KIc=(PL√a/BW2){5.8−9.2(a/W)+43.6(a/W)2−75.3(a/W)3+77.5(a/W)4}…(I)
【0040】
【表5】
【0041】
予き亀裂深さが浸炭窒化層深さよりも大きくなったため、比較例のA材とB材とには違いはない。しかし、本発明例のC材は比較例に対して約1.2倍の値を得ることができた。
【0042】
(4) 静圧壊強度試験(破壊応力値の測定)
静圧壊強度試験片は、上述のように図6に示す形状のものを用いた。図中、P方向に荷重を付加して、静圧壊強度試験を行なった。試験結果を表6に示す。
【0043】
【表6】
【0044】
浸炭窒化処理を行なっているB材は普通焼入れのA材よりもやや低い値である。しかしながら、本発明のC材は、B材よりも静圧壊強度が向上し、A材と遜色ないレベルが得られている。
【0045】
(5) 経年寸法変化率
保持温度130℃、保持時間500時間における経年寸法変化率の測定結果を、表面硬度、残留オーステナイト量(0.1mm深さ)と併せて表7に示す。
【0046】
【表7】
【0047】
残留オーステナイト量の多いB材の寸法変化率に比べて、本発明例のC材は2分の1以下に抑制されていることがわかる。
【0048】
(6) 異物混入潤滑下における寿命試験
玉軸受6206を用い、標準異物を所定量混入させた異物混入潤滑下での転動疲労寿命を評価した。試験条件を表8に、また試験結果を表9に示す。
【0049】
【表8】
【0050】
【表9】
【0051】
A材に比べ、従来の浸炭窒化処理を施したB材は約2.5倍になり、また、本発明例のC材は約2.3倍の長寿命が得られた。本発明例のC材は、比較例のB材に比べて残留オーステナイトが少ないものの、窒素の侵入と微細化されたミクロ組織の影響でほぼ同等の長寿命が得られている。
【0052】
上記の結果より、本発明例のC材、すなわち本発明の熱処理方法によって製造された軸受部品は、従来の浸炭窒化処理では困難であった転動疲労寿命の長寿命化、割れ強度の向上、経年寸法変化率の低減の3項目を同時に満足することができることがわかった。
【0053】
今回開示された実施の形態はすべての点で例示であって制限的なものではないと考えられるべきである。本発明の範囲は上記した説明ではなくて特許請求の範囲によって示され、特許請求の範囲と均等の意味および範囲内でのすべての変更が含まれることが意図される。
【0054】
【発明の効果】
本発明の軸受部品および転がり軸受を用いることにより、浸炭窒化処理層を形成した上で、軸受部品の水素含有率を低減させ、耐割れ強度を向上させることができる。さらに、オーステナイト粒径を粒度番号で10番を超える細粒とすることにより、転動疲労寿命を大きく改善することができる。
【図面の簡単な説明】
【図1】 本発明の実施の形態における転がり軸受を示す概略断面図である。
【図2】 本発明の実施の形態における熱処理方法を説明する図である。
【図3】 本発明の実施の形態における熱処理方法の変形例を説明する図である。
【図4】 軸受部品のミクロ組織、とくにオーステナイト粒を示す図である。(a)は本発明例の軸受部品であり、(b)は従来の軸受部品である。

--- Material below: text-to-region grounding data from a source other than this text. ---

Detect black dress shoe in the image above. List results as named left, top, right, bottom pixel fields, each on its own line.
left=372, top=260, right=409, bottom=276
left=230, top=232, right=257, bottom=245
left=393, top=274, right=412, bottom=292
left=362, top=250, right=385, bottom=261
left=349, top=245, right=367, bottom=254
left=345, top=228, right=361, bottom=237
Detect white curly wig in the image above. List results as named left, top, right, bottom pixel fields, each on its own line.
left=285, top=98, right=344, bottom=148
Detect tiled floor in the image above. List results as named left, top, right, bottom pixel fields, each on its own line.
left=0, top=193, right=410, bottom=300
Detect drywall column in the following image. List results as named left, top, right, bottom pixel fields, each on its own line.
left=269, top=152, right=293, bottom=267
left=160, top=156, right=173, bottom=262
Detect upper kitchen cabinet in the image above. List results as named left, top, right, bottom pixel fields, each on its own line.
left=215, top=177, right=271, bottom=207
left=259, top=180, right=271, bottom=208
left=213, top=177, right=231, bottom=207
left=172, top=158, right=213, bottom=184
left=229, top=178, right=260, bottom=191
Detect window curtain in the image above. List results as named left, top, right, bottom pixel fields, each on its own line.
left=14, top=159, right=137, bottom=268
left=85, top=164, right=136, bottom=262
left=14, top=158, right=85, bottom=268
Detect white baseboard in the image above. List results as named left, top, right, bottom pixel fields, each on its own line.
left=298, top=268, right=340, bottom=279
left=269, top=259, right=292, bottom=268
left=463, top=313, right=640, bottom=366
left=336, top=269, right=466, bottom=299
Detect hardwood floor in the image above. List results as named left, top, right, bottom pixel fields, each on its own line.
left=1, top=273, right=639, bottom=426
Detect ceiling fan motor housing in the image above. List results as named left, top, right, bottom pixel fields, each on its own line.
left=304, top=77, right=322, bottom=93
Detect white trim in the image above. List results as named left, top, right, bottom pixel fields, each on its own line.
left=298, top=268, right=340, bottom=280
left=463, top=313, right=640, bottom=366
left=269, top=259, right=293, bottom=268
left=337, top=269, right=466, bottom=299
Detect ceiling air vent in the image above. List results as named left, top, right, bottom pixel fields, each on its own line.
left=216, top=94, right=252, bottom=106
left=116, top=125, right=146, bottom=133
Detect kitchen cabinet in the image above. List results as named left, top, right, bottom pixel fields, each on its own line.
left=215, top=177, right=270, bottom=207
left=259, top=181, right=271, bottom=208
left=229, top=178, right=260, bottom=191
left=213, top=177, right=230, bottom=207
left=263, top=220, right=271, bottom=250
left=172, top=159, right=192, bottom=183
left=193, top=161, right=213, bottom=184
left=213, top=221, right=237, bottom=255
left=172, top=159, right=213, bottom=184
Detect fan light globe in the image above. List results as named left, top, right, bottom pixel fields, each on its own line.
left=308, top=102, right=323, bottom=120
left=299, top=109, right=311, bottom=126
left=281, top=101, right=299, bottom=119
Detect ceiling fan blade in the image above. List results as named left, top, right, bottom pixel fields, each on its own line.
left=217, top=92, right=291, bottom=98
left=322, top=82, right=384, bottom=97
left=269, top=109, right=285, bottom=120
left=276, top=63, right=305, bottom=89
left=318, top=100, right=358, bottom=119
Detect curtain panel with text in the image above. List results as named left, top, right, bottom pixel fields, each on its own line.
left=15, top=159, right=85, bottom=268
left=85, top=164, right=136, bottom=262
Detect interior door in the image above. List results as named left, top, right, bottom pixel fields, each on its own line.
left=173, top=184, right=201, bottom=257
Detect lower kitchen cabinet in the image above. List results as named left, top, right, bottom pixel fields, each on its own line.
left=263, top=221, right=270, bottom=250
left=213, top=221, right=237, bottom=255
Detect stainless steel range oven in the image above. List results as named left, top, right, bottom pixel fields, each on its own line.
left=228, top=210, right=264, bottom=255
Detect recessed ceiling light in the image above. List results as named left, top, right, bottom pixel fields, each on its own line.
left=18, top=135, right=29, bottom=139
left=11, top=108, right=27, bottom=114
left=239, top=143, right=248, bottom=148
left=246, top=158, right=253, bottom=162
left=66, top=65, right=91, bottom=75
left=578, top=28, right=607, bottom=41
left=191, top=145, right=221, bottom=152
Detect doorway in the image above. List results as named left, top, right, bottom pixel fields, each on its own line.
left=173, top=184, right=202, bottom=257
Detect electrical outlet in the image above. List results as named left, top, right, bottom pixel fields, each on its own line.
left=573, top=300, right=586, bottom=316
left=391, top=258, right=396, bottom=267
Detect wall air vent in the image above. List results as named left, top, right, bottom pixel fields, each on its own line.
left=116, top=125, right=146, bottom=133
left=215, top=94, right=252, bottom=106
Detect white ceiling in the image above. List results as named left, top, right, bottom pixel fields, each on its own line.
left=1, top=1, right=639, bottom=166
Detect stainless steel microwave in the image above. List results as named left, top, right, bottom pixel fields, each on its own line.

【図5】 (a)は図4(a)を図解したオーステナイト粒界を示し、(b)は図4(b)を図解したオーステナイト粒界を示す。
【図6】 静圧壊強度試験(破壊応力値の測定)の試験片を示す図である。
【図7】 転動疲労寿命試験機の概略図である。(a)は正面図であり、(b)は側面図である。
【図8】 静的破壊靭性試験の試験片を示す図である。
【符号の説明】
1 外輪、2 内輪、3 転動体、10 転がり軸受、11 駆動ロール、12 案内ロール、13 (3/4)”ボール、21 転動疲労寿命試験片、T1 浸炭窒化処理温度、T2 焼入れ加熱温度。
Claims (2)
- 内輪、外輪および複数の転動体を有する転がり軸受において、
前記内輪、外輪および転動体のうち少なくともいずれか一つの部材が浸炭窒化層を有し、
前記部材の水素含有率が0.5ppm以下であり、
前記部材のオーステナイト結晶粒の粒度番号が10番を超え、
前記部材はJIS規格SUJ2からなっている、転がり軸受。 - 転がり軸受に組み込まれる軸受部品であって、
浸炭窒化処理層を有し、
水素含有率が0.5ppm以下であり、
オーステナイト結晶粒の粒度番号が10番を超え、
JIS規格SUJ2からなっている、軸受部品。